According to Common Dreams, Blackwater is an immoral monster that flouts the law and gathers special privileges from close ties to the US Government:
“On September 16, 2007, Blackwater guards shot and killed 17 Iraqi civilians in Nisour Square, Baghdad. Almost a year later, no one has been charged or prosecuted for the murders. Blackwater, a private army and mercenary headquartered in Moyock, NC with over $1 billion in federal contracts (primarily no-bid) since 2001, operates with impunity, not subject to either military or civilian law. Blackwater is associated with tax evasion, gun running, weapons stockpiling, recruiting death squad paramilitary personnel from Latin America and defrauding US taxpayers. Blackwater operates without oversight, transparency or accountability.”
http://www.commondreams.org/newswire/2008/09/11-24
Most recently, alarm has been sounded about the nepotistic links between Blackwater and the CIA:
“The secret missions illuminate a far deeper relationship between the spy agency and the private security company than government officials had acknowledged.

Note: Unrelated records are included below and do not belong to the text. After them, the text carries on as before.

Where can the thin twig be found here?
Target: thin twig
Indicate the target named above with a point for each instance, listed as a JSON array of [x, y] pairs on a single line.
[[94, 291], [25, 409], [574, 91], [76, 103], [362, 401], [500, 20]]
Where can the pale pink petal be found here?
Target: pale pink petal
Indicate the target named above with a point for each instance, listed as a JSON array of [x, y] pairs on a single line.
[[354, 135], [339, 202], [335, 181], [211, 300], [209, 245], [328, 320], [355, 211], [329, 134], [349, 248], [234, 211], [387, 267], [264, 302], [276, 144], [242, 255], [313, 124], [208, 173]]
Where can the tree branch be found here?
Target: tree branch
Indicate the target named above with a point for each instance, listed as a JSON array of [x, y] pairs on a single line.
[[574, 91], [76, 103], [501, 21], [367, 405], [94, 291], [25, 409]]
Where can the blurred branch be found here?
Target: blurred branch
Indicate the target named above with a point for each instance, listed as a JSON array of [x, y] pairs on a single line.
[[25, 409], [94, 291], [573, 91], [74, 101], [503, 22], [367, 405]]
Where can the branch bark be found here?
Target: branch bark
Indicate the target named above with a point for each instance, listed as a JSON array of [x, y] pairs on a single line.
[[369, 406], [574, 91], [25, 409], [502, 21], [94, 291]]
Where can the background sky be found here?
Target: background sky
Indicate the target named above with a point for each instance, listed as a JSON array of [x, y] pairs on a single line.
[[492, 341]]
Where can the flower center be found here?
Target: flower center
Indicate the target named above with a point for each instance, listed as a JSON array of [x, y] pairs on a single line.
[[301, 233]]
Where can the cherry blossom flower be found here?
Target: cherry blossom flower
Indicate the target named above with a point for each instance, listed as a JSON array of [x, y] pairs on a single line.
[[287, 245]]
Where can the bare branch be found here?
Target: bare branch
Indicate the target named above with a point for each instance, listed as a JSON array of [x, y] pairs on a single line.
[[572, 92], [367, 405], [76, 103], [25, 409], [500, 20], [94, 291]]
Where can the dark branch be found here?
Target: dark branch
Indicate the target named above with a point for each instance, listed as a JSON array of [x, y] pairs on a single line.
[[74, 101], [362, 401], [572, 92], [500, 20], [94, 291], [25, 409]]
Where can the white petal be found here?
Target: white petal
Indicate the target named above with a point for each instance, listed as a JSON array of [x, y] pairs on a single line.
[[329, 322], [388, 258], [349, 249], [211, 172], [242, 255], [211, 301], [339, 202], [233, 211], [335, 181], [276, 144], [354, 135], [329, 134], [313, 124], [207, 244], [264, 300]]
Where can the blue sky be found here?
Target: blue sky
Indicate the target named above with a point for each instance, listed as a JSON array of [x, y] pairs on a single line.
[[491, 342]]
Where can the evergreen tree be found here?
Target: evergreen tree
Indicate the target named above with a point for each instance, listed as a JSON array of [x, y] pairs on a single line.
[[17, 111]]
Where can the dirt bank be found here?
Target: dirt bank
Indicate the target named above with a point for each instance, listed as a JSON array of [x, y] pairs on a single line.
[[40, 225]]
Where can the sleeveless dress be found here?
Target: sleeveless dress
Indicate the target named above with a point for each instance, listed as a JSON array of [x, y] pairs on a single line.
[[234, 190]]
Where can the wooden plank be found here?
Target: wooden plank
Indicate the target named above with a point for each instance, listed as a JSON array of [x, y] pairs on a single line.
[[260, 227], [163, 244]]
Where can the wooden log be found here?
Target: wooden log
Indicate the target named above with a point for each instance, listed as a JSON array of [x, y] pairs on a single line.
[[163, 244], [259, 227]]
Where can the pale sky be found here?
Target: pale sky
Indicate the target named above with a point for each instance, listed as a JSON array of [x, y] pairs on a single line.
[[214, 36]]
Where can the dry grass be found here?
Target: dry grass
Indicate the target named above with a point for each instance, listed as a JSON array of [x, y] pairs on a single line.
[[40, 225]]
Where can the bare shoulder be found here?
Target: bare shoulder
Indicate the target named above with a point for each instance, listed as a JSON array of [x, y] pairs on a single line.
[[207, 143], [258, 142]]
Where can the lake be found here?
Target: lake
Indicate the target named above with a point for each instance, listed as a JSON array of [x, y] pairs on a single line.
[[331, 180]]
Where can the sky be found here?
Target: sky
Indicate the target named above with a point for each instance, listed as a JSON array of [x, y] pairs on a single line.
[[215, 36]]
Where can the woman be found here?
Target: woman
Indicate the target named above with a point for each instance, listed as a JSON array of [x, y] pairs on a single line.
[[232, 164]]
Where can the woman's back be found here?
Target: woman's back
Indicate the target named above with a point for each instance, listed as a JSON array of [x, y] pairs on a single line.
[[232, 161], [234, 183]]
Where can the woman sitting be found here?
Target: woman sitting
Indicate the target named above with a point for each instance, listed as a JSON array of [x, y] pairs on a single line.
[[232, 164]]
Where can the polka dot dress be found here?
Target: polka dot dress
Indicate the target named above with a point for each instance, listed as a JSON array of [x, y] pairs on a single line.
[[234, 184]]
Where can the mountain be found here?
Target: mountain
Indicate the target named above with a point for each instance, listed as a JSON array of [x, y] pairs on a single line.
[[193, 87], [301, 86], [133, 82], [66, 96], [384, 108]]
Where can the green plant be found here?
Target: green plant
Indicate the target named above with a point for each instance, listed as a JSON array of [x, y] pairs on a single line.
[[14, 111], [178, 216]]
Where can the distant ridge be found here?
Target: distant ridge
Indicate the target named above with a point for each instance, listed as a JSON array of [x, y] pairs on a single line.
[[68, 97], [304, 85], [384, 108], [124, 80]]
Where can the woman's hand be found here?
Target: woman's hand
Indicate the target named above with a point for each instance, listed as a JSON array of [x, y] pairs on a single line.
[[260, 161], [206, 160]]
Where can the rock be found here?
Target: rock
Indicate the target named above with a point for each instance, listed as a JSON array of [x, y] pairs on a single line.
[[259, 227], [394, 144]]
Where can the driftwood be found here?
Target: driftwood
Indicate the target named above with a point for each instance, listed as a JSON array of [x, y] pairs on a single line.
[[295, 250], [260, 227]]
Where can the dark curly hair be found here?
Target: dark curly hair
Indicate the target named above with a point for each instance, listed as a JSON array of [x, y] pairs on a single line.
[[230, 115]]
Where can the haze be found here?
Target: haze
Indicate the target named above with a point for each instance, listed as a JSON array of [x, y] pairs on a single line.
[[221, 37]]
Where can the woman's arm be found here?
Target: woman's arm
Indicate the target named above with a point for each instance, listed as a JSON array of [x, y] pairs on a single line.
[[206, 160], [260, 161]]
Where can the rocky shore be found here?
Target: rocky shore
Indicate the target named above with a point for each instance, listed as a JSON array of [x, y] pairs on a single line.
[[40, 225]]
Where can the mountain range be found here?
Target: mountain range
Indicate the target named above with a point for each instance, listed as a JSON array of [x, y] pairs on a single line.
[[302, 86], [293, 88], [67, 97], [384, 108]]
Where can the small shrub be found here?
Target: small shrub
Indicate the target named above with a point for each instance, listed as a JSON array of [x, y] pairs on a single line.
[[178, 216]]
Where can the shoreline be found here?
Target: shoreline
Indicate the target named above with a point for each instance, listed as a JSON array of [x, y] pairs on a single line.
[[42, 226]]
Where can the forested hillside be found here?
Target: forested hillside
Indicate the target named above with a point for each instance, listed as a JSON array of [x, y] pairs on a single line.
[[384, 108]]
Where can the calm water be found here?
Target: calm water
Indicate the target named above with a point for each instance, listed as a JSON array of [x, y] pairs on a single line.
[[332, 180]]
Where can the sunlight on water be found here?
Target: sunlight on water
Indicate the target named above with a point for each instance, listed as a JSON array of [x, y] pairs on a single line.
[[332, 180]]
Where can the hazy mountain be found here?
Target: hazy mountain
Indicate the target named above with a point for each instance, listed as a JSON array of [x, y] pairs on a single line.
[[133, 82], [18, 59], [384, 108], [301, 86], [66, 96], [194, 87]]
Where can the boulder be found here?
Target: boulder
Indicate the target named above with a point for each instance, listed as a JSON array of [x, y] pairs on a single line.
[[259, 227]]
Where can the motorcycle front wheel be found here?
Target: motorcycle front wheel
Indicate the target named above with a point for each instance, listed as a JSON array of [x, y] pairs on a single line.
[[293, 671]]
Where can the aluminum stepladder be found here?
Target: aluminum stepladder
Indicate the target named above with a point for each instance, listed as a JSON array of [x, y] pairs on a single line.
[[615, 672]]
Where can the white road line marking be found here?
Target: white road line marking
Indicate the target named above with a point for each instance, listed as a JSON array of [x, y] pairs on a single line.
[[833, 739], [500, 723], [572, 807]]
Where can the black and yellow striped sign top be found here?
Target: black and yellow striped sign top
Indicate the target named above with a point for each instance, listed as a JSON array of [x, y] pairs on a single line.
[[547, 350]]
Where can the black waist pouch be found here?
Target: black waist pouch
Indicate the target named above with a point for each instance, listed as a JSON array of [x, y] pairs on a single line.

Blackwater’s partnership with the C.I.A. has been enormously profitable for the North Carolina-based company, and became even closer after several top agency officials joined Blackwater.”
“Blackwater Guards Tied to Secret CIA Raids,” 12/10/09)
http://www.nytimes.com/2009/12/11/us/politics/11blackwater.html?_r=1&scp=8&sq=blackwater&st=cse
In a crucible of outrage and concern, an NGO has emerged to monitor Blackwater (which now calls itself Xe):
http://blackwaterwatch.net/
Long ago, Machiavelli warned against the use of mercenaries or “auxiliaries.” Their allegiance was not to the State that purchased their services, but to the captain of their own outfit, who pays their salary and commands their fraternity. This readily leads to all kinds of wrongdoing and treachery:
"Of all kinds of troops, auxiliaries are the most dangerous; for the prince or republic that calls them to their assistance has no control or authority whatever over them, as that remains entirely with him who sends them ... Such troops, when victorious, generally plunder as well him to whose assistance they were sent as the enemy against whom they have been employed; and this they do either from the perfidy of the [leader] who sends them, or from their own ambition ... A prince or republic, then, should adopt any other course rather than bring auxiliaries .... for any treaty or convention with the enemy, however hard the conditions, will be less hard to bear than the danger from the auxiliaries."
(The Discourses, Ch.XX)
Machiavelli does make a distinction between mercenaries and auxiliaries, both of which he considered Pyrrhic allies. The Blackwater guards fall into the latter category because: (i) the US government, as evidenced by Judge Urbina’s decision, “has no control or authority over them,” (ii) the Blackwater corporation is the equivalent of a separate state, given its vast income and power, and hence the monarchic status of its CEO, (iii) Blackwater and its individual members manifest the “danger” and “plunder” mentioned by Machiavelli and illustrated by Common Dreams.
In other words, if the US Government doesn’t wake up and stop using corporate mercs, the result could be an auxiliary army that threatens, if not the foundation of the United States, then any remaining claim it has to bear the torch of a higher purpose.